International Women’s Day is on March 8th, and you will see that issues related to women are a theme in this month’s CMS Notes. No matter your gender identity, March 8th is a day to recognise the achievements and struggles of women around the world.

International Women’s Day is observed in different ways around the world, and will mean different things to different people. My earliest memories of Women’s Day were that my dad would always bring a single cut flower for me, my mom, and my two sisters. It made me feel special to be counted as a woman. When I was a girl, I had learned of the struggles that women had faced. That they hadn’t always been allowed to study, or work, or vote. I was happy to be growing up in Canada in the 1980s, when women were equals and had all the opportunities of men. I understood that for the most part, women would not be able to compete in sports against men due to their different body types. But as far as what I thought I was interested in, a future in math or computer science or business or such, I thought it was all good. It took me a while to notice that the women’s movement wasn’t done, that maybe, there were still differences in how women were viewed, and the opportunities available to them. I do think that my cheerful optimism pushed me through some situations, thinking it was a weird blip that there were way more boys than girls in the math league in high school, and then in the math program in undergrad, and just plowing through.

It was in my senior years of undergraduate studies and in graduate school that it started to be apparent to me that sometimes, people were looking at me differently because I was a woman. I won’t share anecdotes because most of them involved good people who later became quite supportive. But there were definitely some uncomfortable moments, and moments where I felt that I wasn’t being viewed fairly. On the flip side, I stood out because I was a woman, and this was often an advantage. Everyone knew who I was, and remembered me. And I definitely benefited from attempts to increase female representation in mathematics, with more invitations and opportunities than my male counterparts. So still, I was confused: It’s pretty nice for women in math, so where are the women?

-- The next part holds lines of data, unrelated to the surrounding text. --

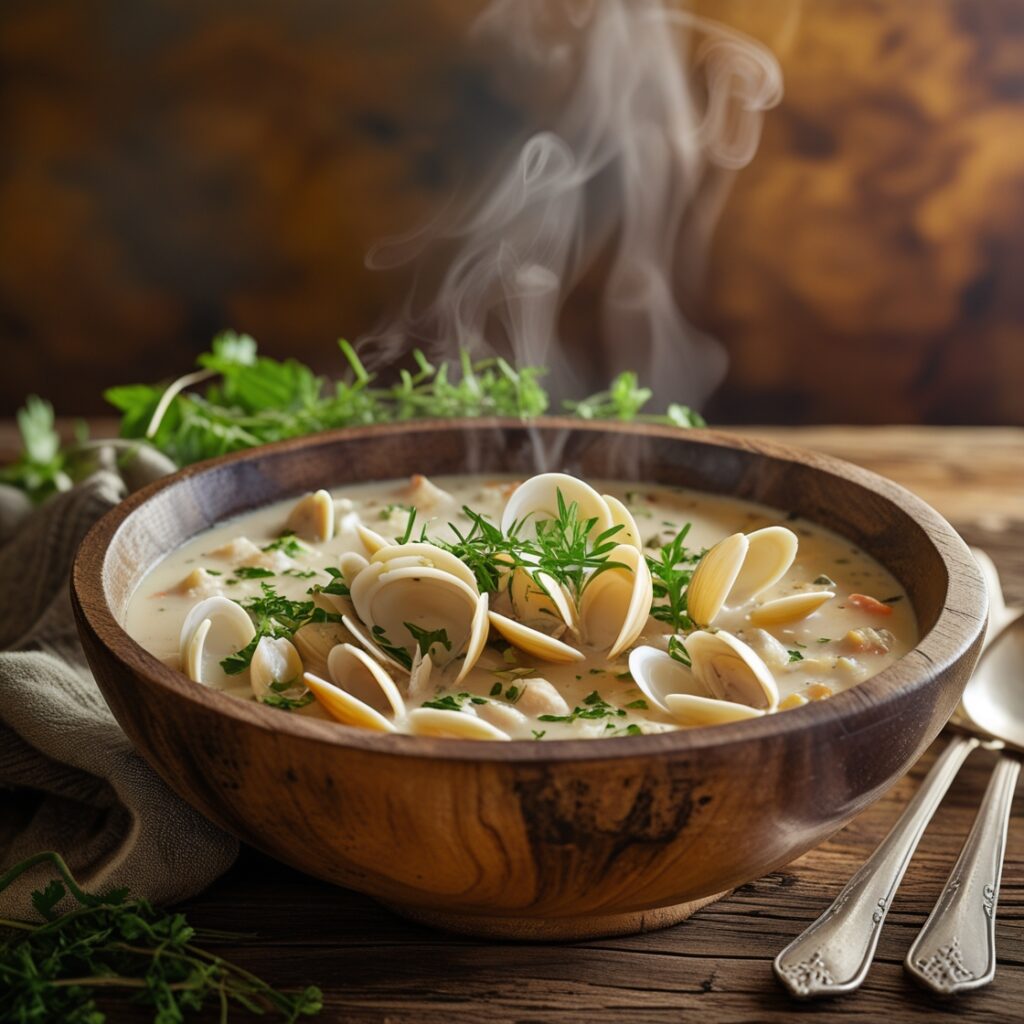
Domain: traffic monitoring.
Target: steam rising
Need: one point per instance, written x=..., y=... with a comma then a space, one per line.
x=656, y=110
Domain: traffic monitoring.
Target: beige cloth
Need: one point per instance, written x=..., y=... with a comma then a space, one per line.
x=70, y=779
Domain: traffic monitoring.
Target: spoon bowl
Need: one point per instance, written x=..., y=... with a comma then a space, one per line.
x=992, y=706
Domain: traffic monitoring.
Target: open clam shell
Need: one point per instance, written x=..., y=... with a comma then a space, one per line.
x=537, y=499
x=312, y=517
x=622, y=516
x=538, y=599
x=427, y=555
x=615, y=603
x=352, y=670
x=345, y=708
x=478, y=630
x=273, y=660
x=360, y=636
x=737, y=569
x=714, y=577
x=770, y=552
x=791, y=608
x=428, y=598
x=452, y=724
x=730, y=670
x=691, y=710
x=657, y=676
x=214, y=628
x=534, y=641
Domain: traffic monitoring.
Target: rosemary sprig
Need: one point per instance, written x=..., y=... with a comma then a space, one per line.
x=112, y=945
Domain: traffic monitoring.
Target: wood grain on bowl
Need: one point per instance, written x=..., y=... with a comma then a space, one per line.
x=568, y=837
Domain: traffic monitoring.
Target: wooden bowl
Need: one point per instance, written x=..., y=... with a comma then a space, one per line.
x=525, y=839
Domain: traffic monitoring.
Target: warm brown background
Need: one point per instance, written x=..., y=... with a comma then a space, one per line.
x=170, y=168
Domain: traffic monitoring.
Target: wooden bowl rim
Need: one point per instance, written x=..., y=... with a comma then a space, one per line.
x=957, y=627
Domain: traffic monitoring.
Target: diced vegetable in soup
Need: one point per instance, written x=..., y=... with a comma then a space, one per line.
x=550, y=608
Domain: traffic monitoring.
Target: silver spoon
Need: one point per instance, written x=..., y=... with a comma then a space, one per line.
x=834, y=954
x=955, y=949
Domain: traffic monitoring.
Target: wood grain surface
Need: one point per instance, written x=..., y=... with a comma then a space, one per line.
x=376, y=968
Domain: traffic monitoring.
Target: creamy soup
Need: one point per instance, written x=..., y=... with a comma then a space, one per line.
x=488, y=608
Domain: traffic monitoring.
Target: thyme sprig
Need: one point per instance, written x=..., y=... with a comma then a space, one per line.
x=671, y=569
x=112, y=945
x=238, y=399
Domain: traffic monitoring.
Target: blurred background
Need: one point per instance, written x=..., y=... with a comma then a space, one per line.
x=168, y=169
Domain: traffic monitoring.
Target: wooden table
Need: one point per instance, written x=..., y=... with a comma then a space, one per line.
x=375, y=967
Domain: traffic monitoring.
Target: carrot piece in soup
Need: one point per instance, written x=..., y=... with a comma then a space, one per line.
x=871, y=604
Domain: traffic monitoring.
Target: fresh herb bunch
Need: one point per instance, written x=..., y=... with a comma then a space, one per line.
x=671, y=569
x=251, y=399
x=112, y=944
x=274, y=615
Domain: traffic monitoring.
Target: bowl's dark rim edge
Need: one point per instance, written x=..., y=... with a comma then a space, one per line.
x=963, y=615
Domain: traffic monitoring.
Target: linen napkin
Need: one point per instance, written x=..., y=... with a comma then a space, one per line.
x=70, y=779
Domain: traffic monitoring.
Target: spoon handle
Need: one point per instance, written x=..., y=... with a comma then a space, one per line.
x=833, y=955
x=955, y=949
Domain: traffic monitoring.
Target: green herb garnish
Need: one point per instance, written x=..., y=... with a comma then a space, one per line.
x=677, y=650
x=273, y=615
x=426, y=639
x=111, y=945
x=337, y=586
x=671, y=570
x=253, y=572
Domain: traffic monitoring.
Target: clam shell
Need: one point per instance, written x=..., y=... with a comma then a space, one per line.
x=274, y=660
x=615, y=603
x=312, y=517
x=372, y=541
x=419, y=678
x=429, y=556
x=537, y=499
x=534, y=641
x=428, y=598
x=363, y=639
x=505, y=717
x=622, y=516
x=315, y=641
x=769, y=554
x=714, y=578
x=695, y=711
x=213, y=629
x=531, y=605
x=730, y=670
x=790, y=608
x=345, y=708
x=478, y=630
x=351, y=564
x=657, y=675
x=353, y=671
x=452, y=724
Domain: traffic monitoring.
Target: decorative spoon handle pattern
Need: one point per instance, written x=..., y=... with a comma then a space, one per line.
x=834, y=954
x=955, y=949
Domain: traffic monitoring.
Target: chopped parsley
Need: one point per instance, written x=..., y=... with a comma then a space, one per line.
x=427, y=639
x=678, y=651
x=273, y=615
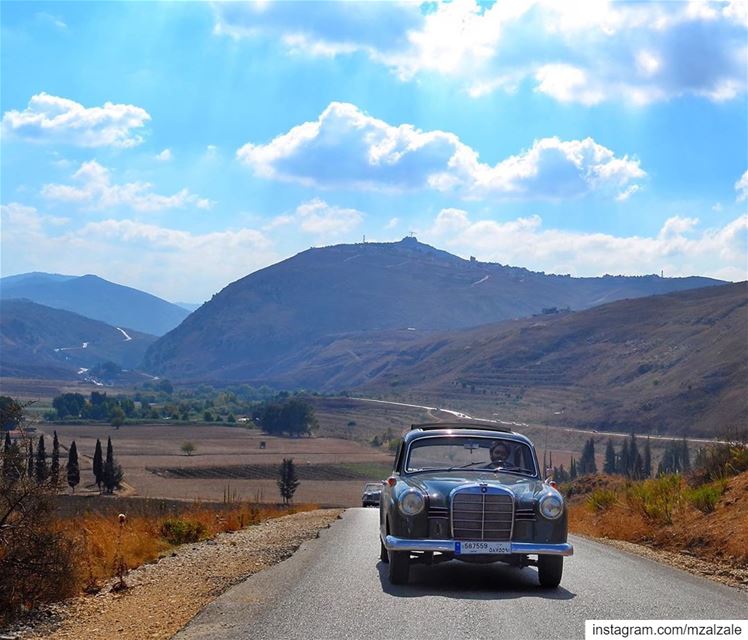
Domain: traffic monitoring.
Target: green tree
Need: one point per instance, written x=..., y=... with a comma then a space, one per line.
x=587, y=464
x=289, y=416
x=30, y=460
x=98, y=464
x=685, y=455
x=11, y=413
x=54, y=469
x=112, y=471
x=635, y=460
x=12, y=460
x=117, y=417
x=41, y=471
x=610, y=458
x=647, y=462
x=624, y=460
x=287, y=480
x=69, y=404
x=73, y=468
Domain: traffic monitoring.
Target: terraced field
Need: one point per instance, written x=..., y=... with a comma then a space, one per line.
x=333, y=472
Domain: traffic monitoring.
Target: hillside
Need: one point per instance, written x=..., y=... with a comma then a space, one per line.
x=676, y=363
x=42, y=342
x=96, y=298
x=253, y=325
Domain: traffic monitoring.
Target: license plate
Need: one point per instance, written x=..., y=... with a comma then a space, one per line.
x=465, y=548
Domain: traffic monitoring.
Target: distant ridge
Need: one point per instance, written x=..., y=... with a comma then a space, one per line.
x=42, y=342
x=96, y=298
x=254, y=324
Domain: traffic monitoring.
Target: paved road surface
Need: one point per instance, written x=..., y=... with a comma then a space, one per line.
x=336, y=588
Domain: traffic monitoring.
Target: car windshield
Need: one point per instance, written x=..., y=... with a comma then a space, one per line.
x=475, y=453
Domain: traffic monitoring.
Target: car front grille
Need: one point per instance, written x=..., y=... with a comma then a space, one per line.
x=480, y=515
x=524, y=514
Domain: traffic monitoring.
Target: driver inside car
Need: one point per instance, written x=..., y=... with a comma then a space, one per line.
x=499, y=453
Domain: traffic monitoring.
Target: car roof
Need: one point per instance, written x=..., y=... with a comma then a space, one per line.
x=464, y=428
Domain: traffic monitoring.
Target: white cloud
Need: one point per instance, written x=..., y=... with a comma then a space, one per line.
x=681, y=247
x=96, y=191
x=627, y=193
x=741, y=186
x=117, y=249
x=49, y=18
x=319, y=218
x=346, y=148
x=50, y=119
x=585, y=52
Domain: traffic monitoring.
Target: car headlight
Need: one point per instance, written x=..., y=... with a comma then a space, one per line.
x=551, y=506
x=412, y=502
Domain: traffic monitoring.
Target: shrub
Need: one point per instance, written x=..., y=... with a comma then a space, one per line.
x=705, y=498
x=601, y=499
x=720, y=461
x=657, y=499
x=37, y=562
x=178, y=531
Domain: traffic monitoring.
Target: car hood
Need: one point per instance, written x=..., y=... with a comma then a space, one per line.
x=439, y=485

I had somehow forgotten about the main big difference between females and males: It is the females who give birth to children. Though science is making advances, still, all people alive today have spent at least several months in a female’s womb. One might think that this shouldn’t matter so much, but it does. Some women know that they will not be able to carry children, for whatever reason. This can be hard. Some women hope to have children, but aren’t sure how to time it, since these things are not on a clear schedule, and it may not work out if you leave it too long. This also a hard choice. If you decide and are able to have children, now you’re a mom (maybe we reflect on that in May). Maybe you want to have children and cannot. Maybe you choose not to have children. Whatever your choice, society will have expectations of you, and one can feel a lot of pressure. Moreover, reproduction is not something we often discuss, so this pressure is often carried by women with very few people with whom to share their hopes, fears, and general thoughts. For a career in research mathematics, there are a lot of pressures to produce at a high level during these reproductive years. I found it to be a very difficult thing, and so I am no longer surprised that other women may have made a different choice. And indeed, the perception that girls ought to grow up into moms will possibly affect where parents try to direct their daughters, which can be influential. But then, with fewer women as mentors, perhaps other young women are less likely to imagine themselves in the profession, and shy away.

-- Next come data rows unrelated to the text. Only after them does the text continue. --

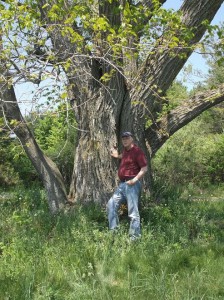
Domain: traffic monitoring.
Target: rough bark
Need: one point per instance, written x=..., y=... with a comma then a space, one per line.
x=130, y=108
x=47, y=170
x=133, y=95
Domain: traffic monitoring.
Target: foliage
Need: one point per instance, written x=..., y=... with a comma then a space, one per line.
x=193, y=155
x=55, y=132
x=73, y=256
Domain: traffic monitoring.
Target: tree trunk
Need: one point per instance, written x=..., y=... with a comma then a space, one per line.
x=132, y=97
x=47, y=170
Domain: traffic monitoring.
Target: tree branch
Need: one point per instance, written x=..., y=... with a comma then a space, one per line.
x=159, y=132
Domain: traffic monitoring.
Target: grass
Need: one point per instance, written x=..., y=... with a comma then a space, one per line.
x=74, y=256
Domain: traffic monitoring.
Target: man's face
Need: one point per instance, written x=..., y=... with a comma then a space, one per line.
x=127, y=141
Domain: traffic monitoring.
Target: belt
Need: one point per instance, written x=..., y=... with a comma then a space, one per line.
x=127, y=179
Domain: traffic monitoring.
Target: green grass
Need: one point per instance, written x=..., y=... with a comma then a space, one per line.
x=74, y=256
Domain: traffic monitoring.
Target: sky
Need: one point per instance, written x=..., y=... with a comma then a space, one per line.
x=25, y=91
x=199, y=66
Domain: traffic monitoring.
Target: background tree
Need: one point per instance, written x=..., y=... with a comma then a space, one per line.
x=120, y=58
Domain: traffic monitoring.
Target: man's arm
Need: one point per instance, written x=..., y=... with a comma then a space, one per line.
x=115, y=153
x=138, y=176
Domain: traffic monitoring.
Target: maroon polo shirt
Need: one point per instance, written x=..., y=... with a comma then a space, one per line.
x=131, y=163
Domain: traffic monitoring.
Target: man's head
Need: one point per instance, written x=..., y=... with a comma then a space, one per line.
x=127, y=139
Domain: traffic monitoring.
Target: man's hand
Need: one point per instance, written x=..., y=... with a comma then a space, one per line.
x=132, y=181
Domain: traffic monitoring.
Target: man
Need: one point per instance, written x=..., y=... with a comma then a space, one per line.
x=132, y=168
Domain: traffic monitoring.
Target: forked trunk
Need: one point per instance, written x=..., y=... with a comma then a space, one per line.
x=47, y=170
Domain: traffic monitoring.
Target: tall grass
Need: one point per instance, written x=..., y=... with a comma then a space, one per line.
x=74, y=256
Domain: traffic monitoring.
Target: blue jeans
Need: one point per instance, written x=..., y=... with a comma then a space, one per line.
x=129, y=194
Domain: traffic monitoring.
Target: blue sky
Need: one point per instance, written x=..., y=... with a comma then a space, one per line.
x=198, y=63
x=24, y=91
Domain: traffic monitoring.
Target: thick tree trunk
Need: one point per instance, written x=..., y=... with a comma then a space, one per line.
x=104, y=110
x=47, y=170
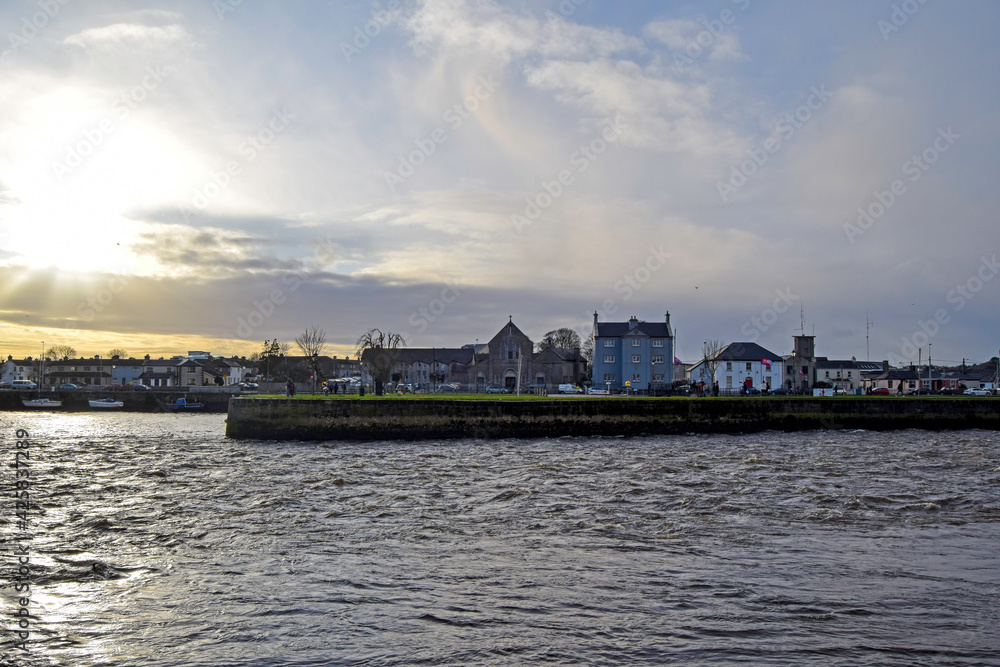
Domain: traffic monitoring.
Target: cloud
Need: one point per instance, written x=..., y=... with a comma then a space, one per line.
x=129, y=37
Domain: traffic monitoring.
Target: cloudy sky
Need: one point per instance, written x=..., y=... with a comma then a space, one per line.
x=206, y=175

Even as I write this note, I’m still confused as to why there aren’t more women in math, and why the proportion decreases as the level rises. What is also puzzling is why some STEM areas attract more women than others? It is something to reflect on as we try to ensure that all people have access to mathematics.

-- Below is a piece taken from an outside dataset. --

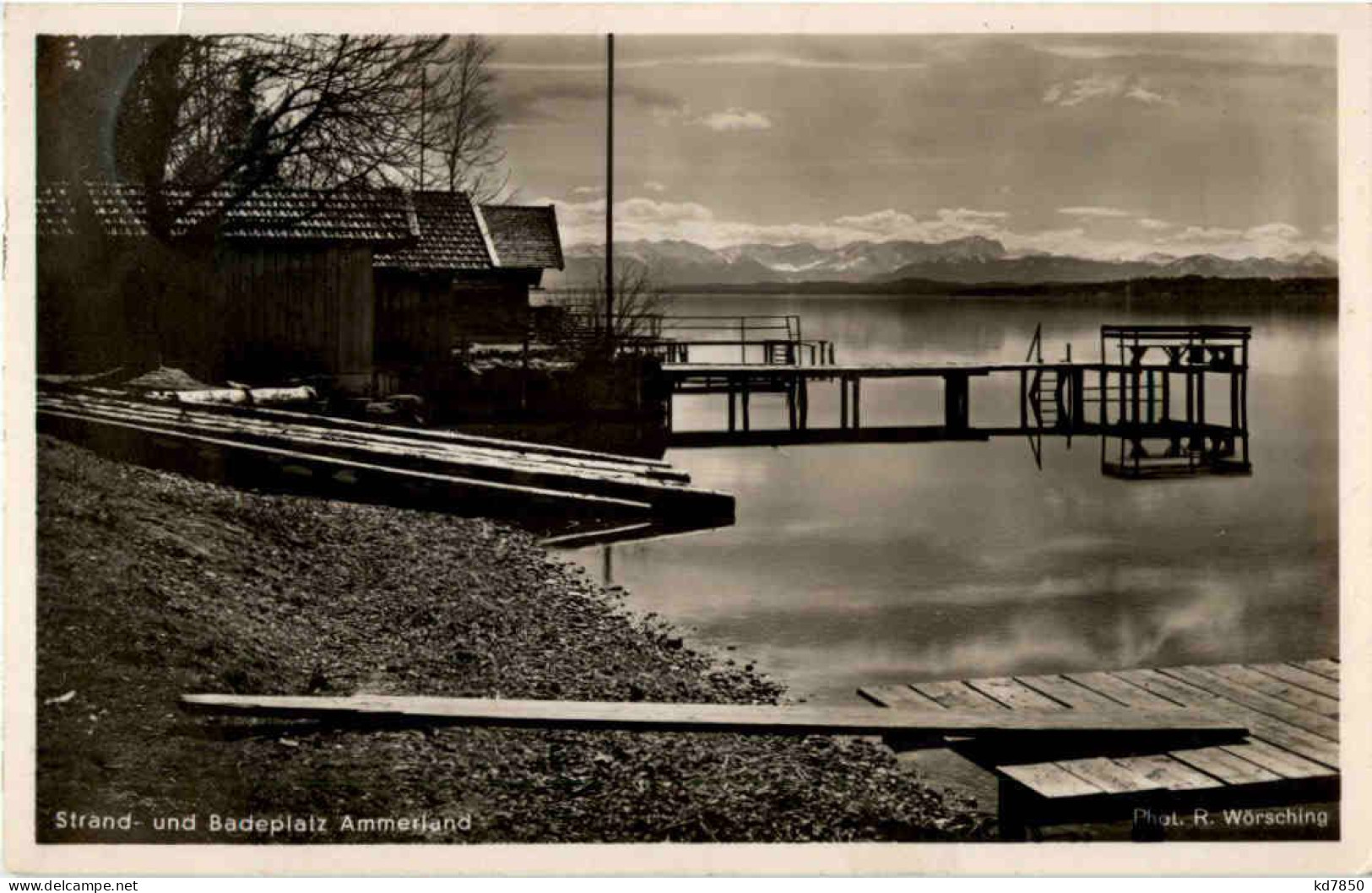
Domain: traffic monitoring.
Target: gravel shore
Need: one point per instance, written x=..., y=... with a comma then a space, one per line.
x=151, y=585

Now in the 2020s, I’m certainly more jaded about being a woman than I was in the 1980s. But I am still so grateful to be a woman in Canada, who can vote, go to work, choose whether to try to carry a child, and whose daughter is allowed to go to school. Other women around the world are not so lucky. So this International Women’s Day, I am thankful to the people who fought in the past for gender equality, and hope that as a society we can create better opportunities for women both in Canada and around the world. Just think of the beautiful mathematics they might produce.